North Korea suggested on Monday it would continue its nuclear weapons tests, saying it will bolster its force “to the maximum” in a “consecutive and successive way at any moment” in the face of what it calls U.S. aggression and hysteria.

Priebus insisted the outreach to Duterte “doesn’t mean that human rights don’t matter, but what it does mean is that the issues facing us developing out of North Korea are so serious that we need cooperation at some level with as many partners in the area as we can get to make sure we have our ducks in a row.”

White House Chief of Staff Reince Priebus during a discussion at the Conservative Political Action Conference (CPAC) at National Harbor, Maryland on Feb. 23, 2017. (MIKE THEILER/AFP/Getty Images)
White House Chief of Staff Reince Priebus during a discussion at the Conservative Political Action Conference (CPAC) at National Harbor, Maryland on Feb. 23, 2017. (MIKE THEILER/AFP/Getty Images)

Since he came to power last year, Duterte has often sniped at Washington, his country’s longtime ally, has sought to mend relations with the Chinese regime and spoken of improving ties with Russia.

Asked on Monday about his invitation from Trump, he was non-committal, telling reporters: “I’m tied up.”

“I cannot make any definite promise. I am supposed to go to Russia and go to Israel,” he said, referring to already scheduled visits.

Foreign Ministry spokesman Robespierre Bolivar said that once a formal letter of invitation came it would be accepted.

 

On Sunday, Trump also extended a White House invitation to Thai Prime Minister Prayuth Chan-ocha, a former general who heads a military government that took power in a 2014 coup. Prayuth’s administration had strained relations with Trump’s predecessor, Barack Obama.

 

A Trump administration official insisted that the invitation was not a reward to Duterte or an endorsement of his policies but a decision that engagement with the Philippines was better than withdrawal which could “intensify bad behavior” by Duterte.

“It’s not a ‘thank you’,” the official said, speaking on condition of anonymity. “It’s a meeting.”

The official denied a New York Times report citing administration officials saying the State Department and the National Security Council were caught off-guard by the invitation to Duterte and were expected to object internally. “We were not surprised. The guys who prepared for the call were unified on this,” the official said.

‘On the Same Page’ on North Korea

Priebus made clear that North Korea was the top priority.

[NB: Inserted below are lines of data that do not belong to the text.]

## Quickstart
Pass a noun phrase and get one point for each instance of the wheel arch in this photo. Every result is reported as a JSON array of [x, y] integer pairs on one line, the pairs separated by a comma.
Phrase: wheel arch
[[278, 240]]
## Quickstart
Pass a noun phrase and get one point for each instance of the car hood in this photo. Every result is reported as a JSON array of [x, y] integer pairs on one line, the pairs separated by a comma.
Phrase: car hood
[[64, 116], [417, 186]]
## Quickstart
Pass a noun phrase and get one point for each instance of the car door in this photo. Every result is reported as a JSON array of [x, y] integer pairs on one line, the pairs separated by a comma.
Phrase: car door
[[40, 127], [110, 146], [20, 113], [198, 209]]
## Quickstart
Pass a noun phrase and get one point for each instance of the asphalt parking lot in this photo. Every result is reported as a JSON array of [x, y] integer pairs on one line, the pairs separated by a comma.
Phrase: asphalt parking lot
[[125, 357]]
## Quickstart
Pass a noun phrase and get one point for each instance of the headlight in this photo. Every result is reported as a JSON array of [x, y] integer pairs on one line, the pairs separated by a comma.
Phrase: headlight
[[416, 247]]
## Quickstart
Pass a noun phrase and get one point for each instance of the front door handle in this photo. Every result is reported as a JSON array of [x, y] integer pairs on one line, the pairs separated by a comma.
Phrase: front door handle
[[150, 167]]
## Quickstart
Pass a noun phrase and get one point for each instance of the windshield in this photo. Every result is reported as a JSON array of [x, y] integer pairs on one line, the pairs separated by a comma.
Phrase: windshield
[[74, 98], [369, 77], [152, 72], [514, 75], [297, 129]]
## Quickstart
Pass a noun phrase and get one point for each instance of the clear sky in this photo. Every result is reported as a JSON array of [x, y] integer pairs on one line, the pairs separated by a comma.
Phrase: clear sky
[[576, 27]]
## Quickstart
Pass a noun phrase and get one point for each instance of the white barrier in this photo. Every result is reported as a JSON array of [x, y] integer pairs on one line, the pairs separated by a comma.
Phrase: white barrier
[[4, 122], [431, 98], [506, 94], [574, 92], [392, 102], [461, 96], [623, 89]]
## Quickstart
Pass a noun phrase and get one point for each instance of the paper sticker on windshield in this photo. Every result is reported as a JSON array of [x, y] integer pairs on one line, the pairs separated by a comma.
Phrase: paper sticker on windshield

“If we don’t have all of our folks together—whether they’re good folks, bad folks, people we wish would do better in their country, doesn’t matter, we’ve got to be on the same page” on North Korea, Priebus said.

Thousands of Filipinos have been killed since Duterte unleashed his fierce anti-drugs campaign nearly 10 months ago. Police say they have killed only in self-defense, and the deaths of other drug dealers and users was down to vigilantes or narcotics gangs silencing potential witnesses.

Human rights groups say official accounts are implausible and accuse Duterte of backing campaign of systematic extrajudicial killings by police. The government denies that.

Duterte was infuriated by the Obama administration’s expressions of concern about extrajudicial killings after he took office last year and threatened to sever the long-standing U.S. defense alliance.

Duterte spoke positively about Trump after the U.S. presidential election in November, and the new administration has sought ways to mend the alliance.

In a summary of Saturday’s phone call between the two leaders, the White House said the two discussed “the fact that the Philippine government is fighting very hard to rid its country of drugs, a scourge that affects many countries throughout the world.”